Não que falte assunto, isso nunca. Aliás, estamos passando fase de alta safra de temas, prato cheio para jornalistas, palpiteiros e rodas de prosa. Enumero sem me apegar a cronologia. Comecemos pelo que nesse momento sacode o país: as manifestações populares Brasil afora em proporção só vista em minha humilde vivência e das quais participei ativamente durante as “Diretas já” e no “Fora Collor”. Só isso daria um livro. Observo atento, apoio irrestrito.
A Proposta de Emenda à Constituição (PEC) número 37, que amordaça nosso Ministério Público, é uma afronta à nossa jovem democracia. Já pensou a farra se o MP fosse proibido de conduzir investigações criminais? Inimaginável.
Mais assunto? Tome: a aprovação pela Comissão de Direitos Humanos da Câmara dos Deputados do projeto de lei conhecido como “cura gay”, pelo qual psicólogos podem propor tratamento para o homossexualismo. Felizmente os psicólogos não pensam assim. Eu não sei se pulo de uma ponte ou mudo de planeta. Pelo que sinto, a idade das trevas retorna com seu manto de ignorância, intolerância e maldade, só que, desta vez, sob o comando de outra igreja. Será que entre eles não existem mentes brilhantes como um Dom Helder Câmara?
“Mariama, Nossa Senhora, mãe de Cristo e Mãe dos homens!

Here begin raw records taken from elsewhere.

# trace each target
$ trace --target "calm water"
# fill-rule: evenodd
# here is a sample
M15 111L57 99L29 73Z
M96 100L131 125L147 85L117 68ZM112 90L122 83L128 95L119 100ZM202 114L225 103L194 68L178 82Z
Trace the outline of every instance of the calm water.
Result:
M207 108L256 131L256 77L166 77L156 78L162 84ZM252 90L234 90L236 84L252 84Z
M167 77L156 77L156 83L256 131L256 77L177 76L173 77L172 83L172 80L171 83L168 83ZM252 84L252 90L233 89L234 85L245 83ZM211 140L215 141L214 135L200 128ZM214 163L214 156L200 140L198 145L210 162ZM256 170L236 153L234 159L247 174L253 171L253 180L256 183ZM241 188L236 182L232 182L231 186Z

Mariama, Mãe dos homens de todas as raças, de todas as cores, de todos os cantos da Terra. Pede ao teu filho que esta festa não termine aqui, a marcha final vai ser linda de viver.”

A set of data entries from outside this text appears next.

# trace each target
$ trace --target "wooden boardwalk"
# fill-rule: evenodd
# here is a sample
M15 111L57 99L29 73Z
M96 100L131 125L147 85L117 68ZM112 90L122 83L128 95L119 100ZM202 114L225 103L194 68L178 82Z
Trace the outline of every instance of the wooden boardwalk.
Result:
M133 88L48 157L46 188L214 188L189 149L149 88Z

Um Frei Betto? Um Frei Tito? Que, exilado, mortificado pelas torturas sofridas durante a ditadura, suicidou-se em Lyon na França e, mesmo assim, lhe foi permitido enterro em campo santo: “São noites de silêncio./ Vozes que clamam num espaço infinito./Um silêncio do homem e um silêncio de Deus./ Talvez seja esta a voz humana, de nosso tempo”.
“Lasciate ogni speranza, voi ch’entrate! Abandone toda a esperança, vós que entrais aqui! Tito se lança a Dante para título de seu derradeiro poema”. Imaginem a angústia e sofrimento desse homem.

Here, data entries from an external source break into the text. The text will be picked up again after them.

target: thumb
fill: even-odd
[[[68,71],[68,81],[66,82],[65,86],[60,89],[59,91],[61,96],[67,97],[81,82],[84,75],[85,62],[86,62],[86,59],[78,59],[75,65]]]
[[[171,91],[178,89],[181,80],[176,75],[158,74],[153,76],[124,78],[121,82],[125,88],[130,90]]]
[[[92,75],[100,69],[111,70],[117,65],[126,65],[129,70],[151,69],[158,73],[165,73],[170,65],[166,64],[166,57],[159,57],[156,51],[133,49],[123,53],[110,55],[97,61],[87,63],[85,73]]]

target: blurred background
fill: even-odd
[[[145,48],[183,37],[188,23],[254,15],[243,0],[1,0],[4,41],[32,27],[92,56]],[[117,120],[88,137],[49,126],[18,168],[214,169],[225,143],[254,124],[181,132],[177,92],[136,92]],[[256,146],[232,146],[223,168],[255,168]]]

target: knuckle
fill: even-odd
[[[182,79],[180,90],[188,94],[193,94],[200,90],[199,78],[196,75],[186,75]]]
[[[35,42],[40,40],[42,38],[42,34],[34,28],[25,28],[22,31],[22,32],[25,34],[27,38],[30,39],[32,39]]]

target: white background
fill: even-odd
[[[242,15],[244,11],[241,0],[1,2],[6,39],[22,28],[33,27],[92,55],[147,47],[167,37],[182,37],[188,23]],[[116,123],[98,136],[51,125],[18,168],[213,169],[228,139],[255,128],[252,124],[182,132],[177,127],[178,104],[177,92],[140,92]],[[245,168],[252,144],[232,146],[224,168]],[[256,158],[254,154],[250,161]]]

Não, não é falta de assunto. Corrupção generalizada e institucionalizada, prato cheio. Mais desatino? Aprovação do “Ato Médico”. Que doido!
Ronaldinho diz que não se faz copas com hospitais. Pelé bagunça o coreto, em declaração esclerosada pedindo ao povo que abandone as manifestações. Tirando um Tostão, um Sócrates, um Ray, um Reinaldo, um Zico e mais meia dúzia, chego à triste conclusão que a maioria dos jogadores sofre de deslocamento de órgãos: o cérebro se deslocou para os pés. Romário tinha razão. Pelé calado é um poeta.
Vejo com nó na garganta um país se esboroando ao vento e me sinto acordando de um sonho que, em sua fase mais profunda, tornou-se pesadelo. O chão de milhões balançam em dúvidas sobre futuro incerto. Não é falta de assunto, este sobra. Reflexos da tríade lá do alto. Mas passa, como tudo passa.
Em último recado, para aqueles que acreditam que o movimento é coisa de preço de tarifa de transporte, transcrevo aqui a melhor frase que vi em todas as manifestações: “Enfia esses R$ 0,20 no SUS”.
PS: Acho que este dito do cartaz será impublicável.